By Stephen Schenck | April 20, 2011 11:23 AM
When you look under the hood of the processors powering most cutting-edge smartphones, you’ll find the work of ARM. The company licenses its core designs to chip manufacturers, which then layout and build the processors themselves. Chips like Nvidia’s Tegra 2 and Samsung’s Exynos 4210 all share ARM’s Cortex-A9 core. Now the company is getting ready for the next generation of mobile devices, with its Cortex-A15 ready to show up in smartphones by late 2012.
Each individual Cortex-A15 core will be able to run as fast as 2.5GHz itself, and companies licensing the design will be able to create multi-core processors featuring up to 16 such cores. Even if they were running at the same clock speed, an A15 should be significantly more powerful than an A9, offering a claimed 40% improvement in processing power.
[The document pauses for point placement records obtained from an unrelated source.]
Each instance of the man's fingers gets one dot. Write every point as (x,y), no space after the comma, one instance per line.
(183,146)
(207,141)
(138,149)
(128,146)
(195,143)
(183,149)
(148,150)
Combined with better management of out-of-order execution, an A15 could end up offering five times the speed of a comparable A9.
The first A15s will only feature one or two cores, but considering these claimed performance levels, that may be more than enough. Smartphones using them are about 20 months away from arriving, give or take a few. The pressure will likely be on for smartphone manufacturers to come out with bleeding-edge A15-based hardware for the 2012 holiday season. We can hardly wait!